If the venture has a park settlement, in the matter of the park, it is suggested, that the business, or owner of business has a park-usage charter, because this is the only full-proof that places the park into the register.
Assigning activity
Determining business activities goes by the TEAOR '08 bill (Regulation (EC) No 1893/2006 of the European Parliament and of the Council of 20 December 2006 establishing the statistical classification of economic activities NACE Revision 2). Business must have a major activity, but other activities can be also involved. It is suggested to mark only those activities that are done effectively, since tax authority action is based on the number of business activities, so theoretically there is a greater chance for inspections for those businesses that appoints 30-40 activities. It is important to mention, that later in time, activities can be modified without any duties, therefore, as a matter of fact, it is not even necessary to appoint that many activities.
Allocating manager's character is also one of the significant decisions of the foundation members. It is proposed to appoint a person, who has the required professional and economic cognitions and knowledge, or someone who is willing to supply them, since without the tax, vice president, power of representation, organization, furthermore conclusion contract cognitions business will have to face high economic risks.
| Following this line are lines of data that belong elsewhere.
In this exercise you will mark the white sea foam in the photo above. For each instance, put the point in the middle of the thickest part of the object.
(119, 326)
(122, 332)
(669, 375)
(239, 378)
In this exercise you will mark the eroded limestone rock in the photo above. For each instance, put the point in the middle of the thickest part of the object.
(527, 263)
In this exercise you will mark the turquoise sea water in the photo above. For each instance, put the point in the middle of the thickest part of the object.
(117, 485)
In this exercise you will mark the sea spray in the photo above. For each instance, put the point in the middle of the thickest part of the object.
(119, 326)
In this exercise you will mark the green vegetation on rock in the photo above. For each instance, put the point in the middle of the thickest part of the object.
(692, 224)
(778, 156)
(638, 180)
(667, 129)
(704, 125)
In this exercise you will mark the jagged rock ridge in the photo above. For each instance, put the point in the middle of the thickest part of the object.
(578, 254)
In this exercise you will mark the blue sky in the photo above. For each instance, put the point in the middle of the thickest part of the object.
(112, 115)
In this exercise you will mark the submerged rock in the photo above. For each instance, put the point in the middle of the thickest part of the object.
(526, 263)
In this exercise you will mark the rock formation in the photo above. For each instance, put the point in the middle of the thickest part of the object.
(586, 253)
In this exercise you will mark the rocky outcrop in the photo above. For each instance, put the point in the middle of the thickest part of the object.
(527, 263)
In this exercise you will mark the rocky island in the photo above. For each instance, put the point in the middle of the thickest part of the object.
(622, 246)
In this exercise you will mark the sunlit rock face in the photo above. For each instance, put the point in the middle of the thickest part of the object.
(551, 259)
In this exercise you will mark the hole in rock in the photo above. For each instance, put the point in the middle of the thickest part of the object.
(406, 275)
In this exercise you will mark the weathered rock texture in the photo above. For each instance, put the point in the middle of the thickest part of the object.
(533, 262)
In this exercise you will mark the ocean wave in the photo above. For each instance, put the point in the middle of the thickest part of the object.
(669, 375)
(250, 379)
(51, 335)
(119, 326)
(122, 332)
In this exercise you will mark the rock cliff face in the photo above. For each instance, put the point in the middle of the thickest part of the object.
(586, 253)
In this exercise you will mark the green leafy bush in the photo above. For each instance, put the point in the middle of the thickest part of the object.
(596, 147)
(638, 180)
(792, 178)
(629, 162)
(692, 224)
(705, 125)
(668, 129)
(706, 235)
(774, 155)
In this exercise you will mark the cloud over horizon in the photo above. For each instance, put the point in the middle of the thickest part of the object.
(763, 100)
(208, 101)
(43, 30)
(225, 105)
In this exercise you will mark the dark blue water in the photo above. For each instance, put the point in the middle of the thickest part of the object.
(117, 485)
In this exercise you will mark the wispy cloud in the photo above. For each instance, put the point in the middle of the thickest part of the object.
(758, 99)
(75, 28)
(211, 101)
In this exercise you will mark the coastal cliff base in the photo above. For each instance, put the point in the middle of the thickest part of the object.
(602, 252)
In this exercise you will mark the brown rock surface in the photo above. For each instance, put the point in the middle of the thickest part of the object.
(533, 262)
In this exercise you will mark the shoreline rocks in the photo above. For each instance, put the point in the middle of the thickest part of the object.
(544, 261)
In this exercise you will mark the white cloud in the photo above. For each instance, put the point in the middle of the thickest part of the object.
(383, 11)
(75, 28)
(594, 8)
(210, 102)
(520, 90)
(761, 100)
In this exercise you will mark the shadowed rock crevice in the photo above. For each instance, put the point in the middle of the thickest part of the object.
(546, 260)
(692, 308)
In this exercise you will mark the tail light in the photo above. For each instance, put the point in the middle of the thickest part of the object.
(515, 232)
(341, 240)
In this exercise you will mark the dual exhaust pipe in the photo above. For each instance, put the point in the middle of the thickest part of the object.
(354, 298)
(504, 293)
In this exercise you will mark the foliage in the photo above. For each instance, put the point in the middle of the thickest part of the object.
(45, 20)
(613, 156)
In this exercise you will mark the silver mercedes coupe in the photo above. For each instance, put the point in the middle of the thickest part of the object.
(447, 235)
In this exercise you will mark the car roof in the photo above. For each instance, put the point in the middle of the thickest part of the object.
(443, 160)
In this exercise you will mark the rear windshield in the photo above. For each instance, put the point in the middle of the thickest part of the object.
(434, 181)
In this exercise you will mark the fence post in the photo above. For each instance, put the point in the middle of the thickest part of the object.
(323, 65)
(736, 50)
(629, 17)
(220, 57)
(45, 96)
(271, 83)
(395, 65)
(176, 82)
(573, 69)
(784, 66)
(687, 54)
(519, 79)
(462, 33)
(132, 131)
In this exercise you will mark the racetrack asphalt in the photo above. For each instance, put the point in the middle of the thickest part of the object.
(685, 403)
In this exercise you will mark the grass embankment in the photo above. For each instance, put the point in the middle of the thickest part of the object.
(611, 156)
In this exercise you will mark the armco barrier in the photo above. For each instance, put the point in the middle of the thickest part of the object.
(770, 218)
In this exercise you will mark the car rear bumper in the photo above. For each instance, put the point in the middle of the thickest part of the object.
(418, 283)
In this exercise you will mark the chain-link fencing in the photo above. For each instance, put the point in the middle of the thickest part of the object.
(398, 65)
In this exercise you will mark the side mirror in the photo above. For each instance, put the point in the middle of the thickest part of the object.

Not only one, but many managers can be appointed. In a case like this, it needs to be cleared, who is authorized to sign, or clear if there is a chance for collective power of representation.
Those who can never become managing director:
· condemned to imprisonment by final judgement for committing felony, until derogatory law aftermaths attached to record are in effect.
· banned from executive activities by final judgement, until interdict is in effect.
· banned from some other occupation by final judgement, therefore can not do any managing director activities in any business, until judgement is in effect.
· banned from being an managing director, for two years by final judgement, through the cancellation of an economic company by liquidation proceedings, also considering in term position, which starts at least one year before the cancellations exact date.
Managing director comes into existence by approval of the concerned person. Managing directors are able to suffer re-election, also may happen to go through repeal done by major economic organization, without any bond of justification.